プロローグ
神話とは、否が応でも真実とは変わっていくものなのです。
畏怖の思いから、その時代の政治的背景から。
私が仕える主にも、真実とはまったく違う逸話がありました。
私の主、女神エティール様は少し変わったお方です。
人々の生活を何気なく眺めることもありますが、ほとんどを神獣を愛でて過ごされています。
さて、エティール様が住まうのは楽園ですが、遥か昔、エティール様を怒らせてしまった人がおりました。
かの者は神獣のあとをつけて、楽園に忍び込みました。
そして、開けてはいけない扉を開けてしまったのです。
その扉からは、多くの神獣が地上へと逃げ出していきました。
逃げ出した神獣の多くは、人に害をなすこともあるので、エティール様が楽園から出られないようにしておりました。
地上へと下りられるのは、エティール様に認められた一部の神獣だけなのです。
扉を開けてしまったかの者と、かの者に気づかず楽園に入れてしまった神獣には、神罰がくだされました。
かの者は獣へ、神獣は人へ。
しかし、その姿は歪だったのです。
獣へなりきれないままのかの者。人へなりきれないままの神獣。
「人でも獣でもないその姿では、人も獣も受け入れてはくれないわね。だけど、地上へ逃げた子たちを、ちゃんと楽園へと戻してちょうだい」
そうして、人だったかの者と神獣だったものは、死するまで神獣を探すことになったのです。
そして、この者たちが獣人の祖となりました。
今では、獣人の国があるほど数は増えましたが、獣人に課せられたものは変わりません。
獣人たちは、女神様を奉る神殿を作り、多くの者が女神様に仕え、神獣を探し続けています。

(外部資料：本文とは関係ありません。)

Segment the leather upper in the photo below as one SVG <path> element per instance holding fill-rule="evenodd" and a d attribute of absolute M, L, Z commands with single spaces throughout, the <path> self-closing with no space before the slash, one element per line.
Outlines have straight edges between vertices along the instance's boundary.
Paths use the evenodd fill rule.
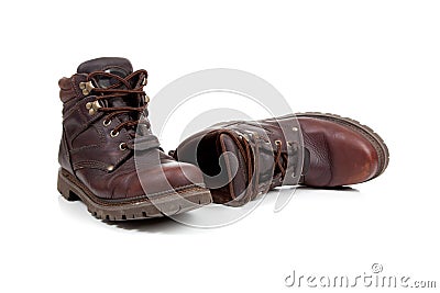
<path fill-rule="evenodd" d="M 284 156 L 276 151 L 279 144 Z M 227 183 L 210 187 L 207 170 L 216 169 L 212 166 L 231 154 L 239 162 L 237 173 L 231 176 L 224 164 Z M 364 182 L 381 172 L 377 146 L 369 135 L 342 120 L 307 114 L 216 124 L 185 139 L 174 157 L 201 168 L 215 202 L 237 205 L 282 184 L 339 187 Z"/>
<path fill-rule="evenodd" d="M 96 196 L 102 199 L 131 199 L 135 196 L 162 194 L 179 188 L 204 185 L 200 170 L 185 162 L 177 162 L 164 154 L 150 127 L 138 133 L 136 139 L 150 147 L 135 149 L 132 129 L 122 127 L 116 135 L 114 127 L 130 120 L 129 114 L 120 114 L 107 120 L 109 113 L 89 113 L 90 105 L 97 101 L 91 92 L 84 94 L 80 83 L 86 82 L 89 72 L 97 68 L 119 66 L 131 71 L 131 64 L 123 58 L 100 58 L 82 64 L 78 74 L 70 78 L 62 78 L 59 98 L 63 101 L 63 136 L 59 146 L 58 161 L 62 168 L 74 174 Z M 101 70 L 99 69 L 99 70 Z M 130 74 L 130 72 L 128 72 Z M 125 98 L 124 98 L 125 99 Z M 145 103 L 136 97 L 142 106 Z M 111 103 L 125 106 L 122 98 L 99 102 L 110 108 Z M 138 102 L 136 102 L 138 103 Z M 121 148 L 121 144 L 122 147 Z M 142 144 L 140 144 L 142 146 Z M 127 146 L 132 146 L 129 148 Z M 134 153 L 136 151 L 136 160 Z M 138 172 L 136 172 L 138 166 Z M 140 180 L 141 177 L 141 180 Z"/>

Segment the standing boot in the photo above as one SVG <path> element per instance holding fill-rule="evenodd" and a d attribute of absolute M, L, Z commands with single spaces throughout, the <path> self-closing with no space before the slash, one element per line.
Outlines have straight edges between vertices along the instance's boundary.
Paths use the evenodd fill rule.
<path fill-rule="evenodd" d="M 371 128 L 305 113 L 216 124 L 185 139 L 174 158 L 200 167 L 213 202 L 242 205 L 275 187 L 333 188 L 376 178 L 388 149 Z"/>
<path fill-rule="evenodd" d="M 173 215 L 211 202 L 200 170 L 164 154 L 142 114 L 147 72 L 124 58 L 79 65 L 63 101 L 58 191 L 109 221 Z"/>

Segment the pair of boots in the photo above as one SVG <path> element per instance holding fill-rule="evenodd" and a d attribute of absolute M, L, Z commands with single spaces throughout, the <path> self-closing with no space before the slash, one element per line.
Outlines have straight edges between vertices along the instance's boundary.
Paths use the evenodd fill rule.
<path fill-rule="evenodd" d="M 128 59 L 98 58 L 58 82 L 58 191 L 98 218 L 238 206 L 282 184 L 354 184 L 387 167 L 387 147 L 371 128 L 321 113 L 220 123 L 166 155 L 143 115 L 146 78 Z"/>

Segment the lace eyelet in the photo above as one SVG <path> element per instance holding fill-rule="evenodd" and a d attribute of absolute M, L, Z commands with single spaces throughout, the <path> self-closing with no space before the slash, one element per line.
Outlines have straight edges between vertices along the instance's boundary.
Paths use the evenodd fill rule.
<path fill-rule="evenodd" d="M 110 136 L 111 137 L 117 137 L 119 135 L 119 132 L 114 132 L 114 129 L 112 129 L 111 132 L 110 132 Z"/>
<path fill-rule="evenodd" d="M 127 144 L 125 144 L 125 143 L 121 143 L 121 144 L 119 145 L 119 149 L 120 149 L 120 150 L 125 150 L 125 149 L 127 149 Z"/>

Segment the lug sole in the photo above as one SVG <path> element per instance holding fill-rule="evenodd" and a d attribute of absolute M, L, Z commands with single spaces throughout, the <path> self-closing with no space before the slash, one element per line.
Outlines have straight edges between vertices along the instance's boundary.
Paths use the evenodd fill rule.
<path fill-rule="evenodd" d="M 59 169 L 57 189 L 67 201 L 82 201 L 90 214 L 105 221 L 142 219 L 176 215 L 201 207 L 212 202 L 208 189 L 189 185 L 175 191 L 154 195 L 152 203 L 147 198 L 111 201 L 96 196 L 67 170 Z M 176 192 L 179 196 L 176 195 Z"/>

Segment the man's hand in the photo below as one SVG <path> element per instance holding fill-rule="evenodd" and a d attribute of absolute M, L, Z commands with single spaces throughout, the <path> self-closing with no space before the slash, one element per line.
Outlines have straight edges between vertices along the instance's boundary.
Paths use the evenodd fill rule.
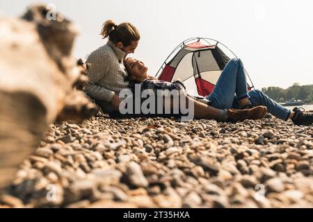
<path fill-rule="evenodd" d="M 148 77 L 149 77 L 150 78 L 152 78 L 152 79 L 157 80 L 156 78 L 155 78 L 154 76 L 150 76 L 150 75 L 148 75 Z"/>
<path fill-rule="evenodd" d="M 120 103 L 122 102 L 122 99 L 118 97 L 118 96 L 114 94 L 111 100 L 111 104 L 114 109 L 114 110 L 118 110 L 120 107 Z"/>

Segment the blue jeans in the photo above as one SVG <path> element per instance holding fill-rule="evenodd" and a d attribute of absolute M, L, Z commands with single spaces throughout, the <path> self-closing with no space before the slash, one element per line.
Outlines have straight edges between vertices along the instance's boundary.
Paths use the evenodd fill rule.
<path fill-rule="evenodd" d="M 236 95 L 235 95 L 236 94 Z M 252 105 L 265 105 L 269 113 L 287 120 L 291 111 L 270 99 L 260 90 L 248 92 L 243 65 L 239 58 L 230 60 L 223 70 L 212 93 L 207 96 L 211 106 L 218 109 L 239 109 L 239 101 L 249 98 Z"/>

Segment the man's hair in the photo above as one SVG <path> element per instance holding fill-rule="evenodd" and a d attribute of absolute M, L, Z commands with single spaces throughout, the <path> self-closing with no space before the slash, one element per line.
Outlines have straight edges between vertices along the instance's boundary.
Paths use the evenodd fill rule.
<path fill-rule="evenodd" d="M 125 47 L 129 46 L 131 41 L 141 39 L 138 31 L 133 24 L 123 22 L 118 26 L 113 20 L 104 22 L 100 35 L 104 39 L 109 37 L 109 40 L 115 44 L 122 42 Z"/>

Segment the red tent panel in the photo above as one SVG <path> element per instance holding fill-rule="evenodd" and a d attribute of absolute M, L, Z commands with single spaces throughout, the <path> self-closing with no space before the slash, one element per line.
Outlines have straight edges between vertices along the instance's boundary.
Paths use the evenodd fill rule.
<path fill-rule="evenodd" d="M 210 46 L 203 44 L 200 42 L 193 42 L 191 44 L 186 44 L 186 46 L 188 47 L 190 47 L 190 48 L 193 48 L 193 49 L 202 49 L 202 48 L 206 48 L 206 47 Z"/>
<path fill-rule="evenodd" d="M 197 89 L 199 95 L 205 96 L 212 93 L 214 89 L 214 85 L 206 81 L 201 78 L 195 78 L 195 83 L 197 84 Z"/>
<path fill-rule="evenodd" d="M 175 68 L 170 67 L 169 65 L 166 65 L 159 79 L 160 80 L 171 82 L 175 72 Z"/>

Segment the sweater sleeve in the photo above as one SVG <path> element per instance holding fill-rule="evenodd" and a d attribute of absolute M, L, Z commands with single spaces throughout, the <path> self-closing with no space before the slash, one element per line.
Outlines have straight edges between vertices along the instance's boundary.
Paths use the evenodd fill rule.
<path fill-rule="evenodd" d="M 89 82 L 85 87 L 86 93 L 93 99 L 110 101 L 114 92 L 97 85 L 109 71 L 110 64 L 112 64 L 110 55 L 105 51 L 97 51 L 89 56 L 86 63 L 89 63 Z"/>

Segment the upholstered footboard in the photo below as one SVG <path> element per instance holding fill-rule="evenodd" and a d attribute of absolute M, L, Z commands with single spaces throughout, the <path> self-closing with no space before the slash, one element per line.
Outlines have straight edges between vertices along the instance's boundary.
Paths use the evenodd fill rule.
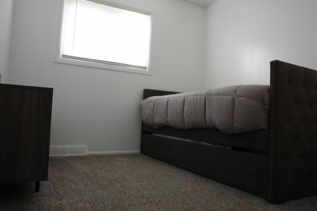
<path fill-rule="evenodd" d="M 271 62 L 267 199 L 317 194 L 317 71 Z"/>
<path fill-rule="evenodd" d="M 317 194 L 317 71 L 273 61 L 270 86 L 268 130 L 228 135 L 142 123 L 141 153 L 272 203 Z M 144 98 L 175 93 L 145 89 Z"/>

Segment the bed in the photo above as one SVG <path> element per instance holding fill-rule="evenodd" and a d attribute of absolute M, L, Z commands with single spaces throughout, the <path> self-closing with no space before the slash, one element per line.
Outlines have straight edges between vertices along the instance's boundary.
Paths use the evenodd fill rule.
<path fill-rule="evenodd" d="M 269 202 L 317 194 L 317 72 L 270 63 L 267 128 L 158 128 L 142 121 L 141 153 Z M 146 89 L 143 98 L 177 92 Z"/>

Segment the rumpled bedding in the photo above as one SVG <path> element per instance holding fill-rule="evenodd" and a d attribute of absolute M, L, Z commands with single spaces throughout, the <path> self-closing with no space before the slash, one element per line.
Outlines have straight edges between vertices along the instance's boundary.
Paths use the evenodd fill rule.
<path fill-rule="evenodd" d="M 269 85 L 240 85 L 152 96 L 141 101 L 141 118 L 156 128 L 210 127 L 228 134 L 265 130 L 269 91 Z"/>

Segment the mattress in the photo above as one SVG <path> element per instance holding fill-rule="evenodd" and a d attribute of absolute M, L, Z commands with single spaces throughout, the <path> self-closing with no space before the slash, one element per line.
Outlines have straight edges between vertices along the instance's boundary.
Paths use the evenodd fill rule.
<path fill-rule="evenodd" d="M 154 128 L 211 128 L 228 134 L 268 128 L 270 86 L 238 85 L 152 96 L 140 103 L 144 123 Z"/>

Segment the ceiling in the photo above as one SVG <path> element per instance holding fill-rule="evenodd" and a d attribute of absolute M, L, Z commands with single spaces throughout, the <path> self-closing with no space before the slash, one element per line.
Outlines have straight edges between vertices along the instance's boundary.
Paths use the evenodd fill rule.
<path fill-rule="evenodd" d="M 194 4 L 198 5 L 203 7 L 207 7 L 211 3 L 217 0 L 183 0 L 185 1 L 189 2 Z"/>

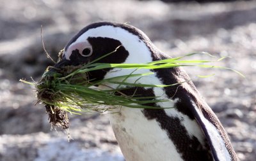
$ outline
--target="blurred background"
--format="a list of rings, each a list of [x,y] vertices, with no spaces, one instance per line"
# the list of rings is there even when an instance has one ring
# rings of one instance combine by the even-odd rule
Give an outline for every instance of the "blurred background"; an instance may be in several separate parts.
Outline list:
[[[124,160],[105,115],[71,116],[51,130],[44,108],[20,78],[38,80],[58,51],[92,22],[129,22],[172,57],[231,57],[228,70],[185,68],[228,132],[241,160],[256,157],[256,1],[0,0],[0,160]],[[203,59],[196,55],[191,59]],[[189,58],[190,59],[190,58]],[[196,75],[215,73],[207,78]]]

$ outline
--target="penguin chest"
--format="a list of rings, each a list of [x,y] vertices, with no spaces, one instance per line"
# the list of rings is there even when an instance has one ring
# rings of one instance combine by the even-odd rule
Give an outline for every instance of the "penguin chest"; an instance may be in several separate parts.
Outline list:
[[[148,119],[145,116],[147,111],[145,110],[123,108],[120,112],[109,115],[115,135],[127,161],[196,160],[194,158],[187,160],[188,156],[184,156],[185,151],[182,151],[189,148],[192,151],[200,151],[204,148],[204,136],[195,122],[185,120],[184,117],[177,115],[175,109],[164,110],[167,110],[169,115],[175,115],[175,117],[172,116],[175,118],[177,122],[175,124],[170,122],[170,117],[163,117],[162,120]],[[154,112],[159,112],[157,111],[155,109]],[[172,129],[166,129],[163,126],[173,127],[176,137],[172,137],[173,134],[170,134]],[[177,130],[179,129],[180,130]],[[182,134],[184,129],[186,134]],[[188,139],[195,138],[198,142],[196,147],[186,142]],[[180,145],[184,147],[182,149]]]

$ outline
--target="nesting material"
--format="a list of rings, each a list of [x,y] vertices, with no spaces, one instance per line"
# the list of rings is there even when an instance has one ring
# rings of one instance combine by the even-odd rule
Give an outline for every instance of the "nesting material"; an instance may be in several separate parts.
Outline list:
[[[59,55],[61,55],[62,53],[63,52],[61,51]],[[77,66],[64,66],[60,69],[54,69],[54,70],[49,70],[53,67],[49,67],[38,83],[21,81],[35,86],[38,102],[45,104],[50,123],[54,126],[68,129],[69,127],[68,113],[76,114],[94,111],[103,113],[120,107],[156,109],[158,108],[147,106],[147,104],[169,101],[161,99],[157,97],[127,95],[122,92],[122,90],[134,87],[164,87],[183,83],[159,85],[141,84],[136,81],[134,83],[126,81],[129,78],[136,77],[136,80],[138,80],[140,78],[154,74],[153,73],[137,74],[140,73],[139,71],[141,69],[154,69],[180,66],[197,66],[231,69],[243,76],[242,74],[232,69],[205,64],[214,61],[183,60],[184,57],[198,53],[191,53],[183,57],[161,60],[147,64],[106,64],[97,63],[96,61],[94,61],[87,64]],[[220,61],[223,58],[216,61]],[[127,75],[118,76],[100,81],[88,79],[88,74],[90,71],[109,68],[129,69],[130,71],[132,69],[132,72]],[[134,71],[136,72],[134,73]],[[211,76],[212,76],[212,74],[200,76],[200,77]],[[186,80],[185,81],[187,81],[190,80]],[[108,86],[109,88],[107,88],[106,90],[100,90],[95,88],[97,86],[105,85],[106,84],[115,84],[115,87],[117,85],[117,87],[112,88],[111,86]]]

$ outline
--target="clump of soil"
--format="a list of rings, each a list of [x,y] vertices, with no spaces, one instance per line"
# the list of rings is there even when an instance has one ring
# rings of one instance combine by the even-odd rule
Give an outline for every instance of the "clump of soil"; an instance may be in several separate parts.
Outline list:
[[[49,115],[48,120],[52,125],[63,129],[69,128],[69,118],[67,111],[64,111],[54,105],[45,104],[45,107]]]
[[[61,52],[62,50],[60,53]],[[61,67],[60,69],[55,69],[53,70],[54,71],[49,70],[54,67],[48,67],[43,77],[36,85],[37,102],[42,102],[45,104],[46,113],[49,115],[49,123],[54,127],[58,127],[63,129],[67,129],[70,126],[67,111],[54,105],[55,102],[63,100],[64,97],[64,95],[54,88],[57,81],[60,81],[58,78],[67,76],[82,66],[67,66]],[[69,81],[69,83],[71,84],[87,82],[87,76],[84,74],[78,74]]]

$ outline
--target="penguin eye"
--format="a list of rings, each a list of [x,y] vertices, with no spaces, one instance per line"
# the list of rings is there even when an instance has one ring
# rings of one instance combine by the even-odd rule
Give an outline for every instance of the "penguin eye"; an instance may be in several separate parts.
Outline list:
[[[82,53],[81,53],[81,55],[83,57],[90,57],[91,56],[92,54],[92,47],[86,47],[85,48],[84,48],[82,51]]]

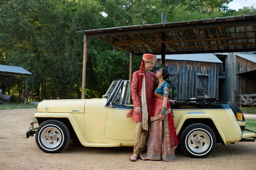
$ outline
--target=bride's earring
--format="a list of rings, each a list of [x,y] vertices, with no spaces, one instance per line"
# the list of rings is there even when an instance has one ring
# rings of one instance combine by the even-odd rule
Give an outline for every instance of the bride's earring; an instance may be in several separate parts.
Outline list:
[[[161,77],[161,82],[163,82],[163,77]]]

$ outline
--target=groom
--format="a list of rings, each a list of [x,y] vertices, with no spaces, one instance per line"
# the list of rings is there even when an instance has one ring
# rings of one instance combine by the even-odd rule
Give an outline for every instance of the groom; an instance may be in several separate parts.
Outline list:
[[[132,99],[134,108],[127,114],[128,117],[132,117],[132,121],[136,122],[134,152],[129,158],[132,161],[136,161],[138,156],[143,161],[147,160],[141,152],[146,146],[148,117],[152,108],[156,75],[150,70],[153,69],[156,60],[155,55],[143,54],[139,70],[132,75]]]

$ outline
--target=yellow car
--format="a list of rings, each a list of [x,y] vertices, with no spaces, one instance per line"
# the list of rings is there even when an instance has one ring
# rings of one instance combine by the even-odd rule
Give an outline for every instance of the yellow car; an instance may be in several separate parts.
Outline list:
[[[112,82],[101,99],[44,100],[26,137],[35,134],[37,146],[47,153],[63,150],[70,139],[88,147],[133,146],[135,123],[126,117],[133,106],[130,92],[129,81],[120,80]],[[206,157],[216,143],[256,138],[256,133],[245,128],[243,113],[232,102],[185,99],[171,107],[180,146],[189,156]],[[34,128],[37,122],[39,126]]]

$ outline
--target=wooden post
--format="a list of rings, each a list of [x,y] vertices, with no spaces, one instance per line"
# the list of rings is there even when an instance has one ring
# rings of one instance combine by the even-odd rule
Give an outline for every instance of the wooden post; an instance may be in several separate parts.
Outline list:
[[[162,13],[161,15],[162,23],[165,23],[165,13]],[[165,40],[165,34],[164,31],[161,32],[161,38],[163,41]],[[165,64],[165,44],[163,42],[161,43],[161,60],[162,65]]]
[[[82,94],[81,95],[81,99],[84,99],[85,98],[87,51],[87,38],[86,37],[86,35],[85,34],[83,35],[83,73],[82,76]]]
[[[240,104],[239,106],[239,107],[240,108],[242,108],[242,94],[241,93],[242,92],[242,89],[240,90]]]
[[[9,84],[8,86],[8,95],[10,95],[11,91],[11,76],[9,77]]]
[[[25,79],[25,90],[28,90],[28,77],[26,77]],[[27,98],[26,97],[24,97],[24,104],[26,104],[27,103]]]
[[[130,53],[130,66],[129,69],[129,80],[130,80],[130,83],[132,83],[132,54]]]

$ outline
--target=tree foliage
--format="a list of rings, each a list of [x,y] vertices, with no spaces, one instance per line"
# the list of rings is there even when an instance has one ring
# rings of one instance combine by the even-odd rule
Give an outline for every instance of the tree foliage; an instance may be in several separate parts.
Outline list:
[[[83,37],[76,31],[159,23],[161,12],[166,13],[167,22],[256,13],[252,7],[228,9],[231,1],[2,0],[0,64],[21,66],[33,73],[28,82],[32,100],[79,98]],[[128,79],[128,56],[95,38],[88,44],[86,95],[99,97],[113,80]],[[133,58],[135,71],[141,58]],[[12,79],[11,95],[21,95],[23,81],[22,77]],[[7,91],[3,83],[0,88]]]

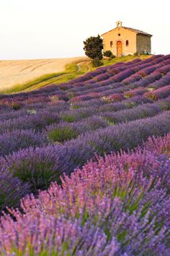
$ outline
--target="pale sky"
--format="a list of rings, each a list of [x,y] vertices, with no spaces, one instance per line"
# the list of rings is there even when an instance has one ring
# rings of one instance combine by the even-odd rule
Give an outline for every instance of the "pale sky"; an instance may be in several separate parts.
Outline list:
[[[170,54],[169,0],[0,0],[0,59],[84,56],[83,41],[122,25]]]

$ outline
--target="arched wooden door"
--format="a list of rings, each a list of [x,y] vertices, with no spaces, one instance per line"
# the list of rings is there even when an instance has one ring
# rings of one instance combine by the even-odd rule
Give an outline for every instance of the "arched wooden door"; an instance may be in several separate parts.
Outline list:
[[[117,42],[117,56],[120,57],[122,54],[122,43],[121,41]]]

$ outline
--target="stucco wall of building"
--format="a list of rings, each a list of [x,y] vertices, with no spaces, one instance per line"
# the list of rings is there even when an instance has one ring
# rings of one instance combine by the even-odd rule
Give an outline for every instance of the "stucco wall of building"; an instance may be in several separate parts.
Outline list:
[[[138,54],[151,53],[151,36],[142,34],[136,35],[136,51]]]
[[[120,35],[118,35],[120,34]],[[137,51],[136,48],[136,33],[123,27],[116,27],[102,35],[104,51],[110,50],[114,55],[117,56],[117,42],[122,43],[122,55],[133,54]],[[128,46],[126,46],[126,40],[129,41]],[[112,46],[110,47],[110,42],[112,41]]]

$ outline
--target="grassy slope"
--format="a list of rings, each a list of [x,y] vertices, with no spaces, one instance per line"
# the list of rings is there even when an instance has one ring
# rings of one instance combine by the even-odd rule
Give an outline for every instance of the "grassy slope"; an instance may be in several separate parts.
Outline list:
[[[104,59],[104,65],[111,65],[120,61],[130,61],[136,58],[145,59],[151,56],[140,55],[138,56],[128,56],[119,58],[115,58],[111,60]],[[66,82],[72,79],[76,78],[85,73],[94,70],[97,68],[92,67],[91,62],[89,60],[83,61],[75,61],[71,64],[66,66],[66,70],[62,72],[56,72],[40,76],[32,81],[20,85],[16,85],[12,88],[3,89],[1,93],[15,93],[21,91],[28,91],[37,90],[49,84],[58,84],[61,82]]]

「ちょっと、それだとわたしが怖い神みたいじゃない!」
「そう言われましても…。獣人たちの伝承ですので」
エティール様はお美しいお顔をしかめていますが、彼女の傍には神獣がいて、ずっと撫でています。
「しかし、扉を開けてしまったのは、私たちの罪なのは変わりません」
そう、私は神獣を逃してしまった片割れなのです。
人になりきれないままの神獣。それが私です。
地上で生をまっとうしたのち、再び楽園へと呼ばれ、エティール様のお手伝いをしております。
また、獣になりきれないままの人、私の夫でもありますが、彼も楽園でお仕事をしております。
「その件はもう気にしなくていいの。あなたたちは、ちゃんと罪を償ったわ」
私が地上にいたころは、神獣の力が少しばかり残っていたので、神獣を見つけることもできました。
しかし、私が死んだあとは、ひたすら探し回るしか方法がなかったようで、十年や二十年に一度見つかればいい方です。
自ら戻ってくる神獣もいましたが、それでもまだ、半数以上の神獣が逃げたままなのです。
「そろそろ戻ってきてくれないと、寂しいわねぇ。ふふっ、いいこと思いついたわ!」
エティール様がうきうきとした足取りで、地上を見ることができる池へと向かいます。
「神獣が好む魂を持つ者が生まれるようにすればいいのよ」
そう言うと、池に一滴の血を落としました。
「わたくしの力を宿したこの血が魂となって、地上で生を受け、神獣たちを楽園へと導きなさい」
エティール様の血は地上へと落ちていき、どこかへと消えていきました。
エティール様の力を宿した魂が、いつ生まれるかはわかりませんが、地上に波乱が起きないことを祈ります。